ATAD3 is a mitochondrial ATPase involved in reticulum/mitochondria interactions and cholesterol transport and essential for mitochondrial biogenesis as vital at an early stage of development but still with unknown molecular functions.
To evaluate the role of ATAD3 expression at the animal scale we used ATAD3 hemizygote mice of C57bl6j genetic background to test the impact on mitochondrial biogenesis. For this goal, we studied two physiological capacities involving mitochondrial biogenesis: (i) training efficiency for running performance, with males, and (ii) reaction to high-fat/high-sucrose diets with females.

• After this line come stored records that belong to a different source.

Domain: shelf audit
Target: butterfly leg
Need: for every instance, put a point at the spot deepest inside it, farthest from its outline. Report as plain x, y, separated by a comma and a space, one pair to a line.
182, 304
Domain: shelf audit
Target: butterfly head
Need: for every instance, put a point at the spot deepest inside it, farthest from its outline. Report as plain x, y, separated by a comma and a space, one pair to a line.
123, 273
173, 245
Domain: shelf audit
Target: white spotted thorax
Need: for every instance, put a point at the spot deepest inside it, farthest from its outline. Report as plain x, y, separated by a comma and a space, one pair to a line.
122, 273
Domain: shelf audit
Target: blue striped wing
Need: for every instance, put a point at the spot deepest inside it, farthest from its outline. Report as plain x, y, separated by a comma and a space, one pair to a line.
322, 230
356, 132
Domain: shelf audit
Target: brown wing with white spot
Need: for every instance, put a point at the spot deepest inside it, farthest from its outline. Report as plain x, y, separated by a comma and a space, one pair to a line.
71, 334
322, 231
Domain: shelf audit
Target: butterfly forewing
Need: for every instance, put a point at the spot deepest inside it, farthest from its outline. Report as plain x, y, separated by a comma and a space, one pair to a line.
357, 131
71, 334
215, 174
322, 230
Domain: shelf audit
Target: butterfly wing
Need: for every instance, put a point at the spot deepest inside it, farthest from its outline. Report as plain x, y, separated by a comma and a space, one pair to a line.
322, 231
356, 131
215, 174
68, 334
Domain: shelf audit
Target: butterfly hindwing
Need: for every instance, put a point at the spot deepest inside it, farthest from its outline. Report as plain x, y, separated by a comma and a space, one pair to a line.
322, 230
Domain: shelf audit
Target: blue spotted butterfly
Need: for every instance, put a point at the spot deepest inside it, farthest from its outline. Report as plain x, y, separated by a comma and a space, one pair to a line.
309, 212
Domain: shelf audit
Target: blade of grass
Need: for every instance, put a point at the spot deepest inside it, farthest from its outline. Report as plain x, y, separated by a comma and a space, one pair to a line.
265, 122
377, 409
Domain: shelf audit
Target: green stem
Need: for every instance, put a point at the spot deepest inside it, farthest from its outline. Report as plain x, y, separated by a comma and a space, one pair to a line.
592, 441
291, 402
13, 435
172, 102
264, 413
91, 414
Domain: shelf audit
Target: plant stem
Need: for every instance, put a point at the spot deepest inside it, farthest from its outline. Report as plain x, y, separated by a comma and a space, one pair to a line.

We found that ATAD3 hemizygosity decreases male’s heart and body weights, especially at the adipose tissue level, and almost suppress running training improvement, but surprisingly increases the gripping strength and modifies the circadian activity. These phenotypes are associated with a lower mitochondrial mass and a major increase of Acetyl-CoA Carboxylase (ACC) phosphorylation ratio status in muscles. ATAD3 hemizygosity favors body weight increase under high-fat/high-sucrose diet in females, especially at the adipose tissue level, and induces a major increase of ACC phosphorylation status in the adipose tissue.
We show therefore that ATAD3 gene does not present allelic compensation, or haplo-sufficiency, under training and high-calorie dieting phases in mice and that ATAD3 hemizygosity is potentially involved in pathologies such as obesity and not severe myopathies.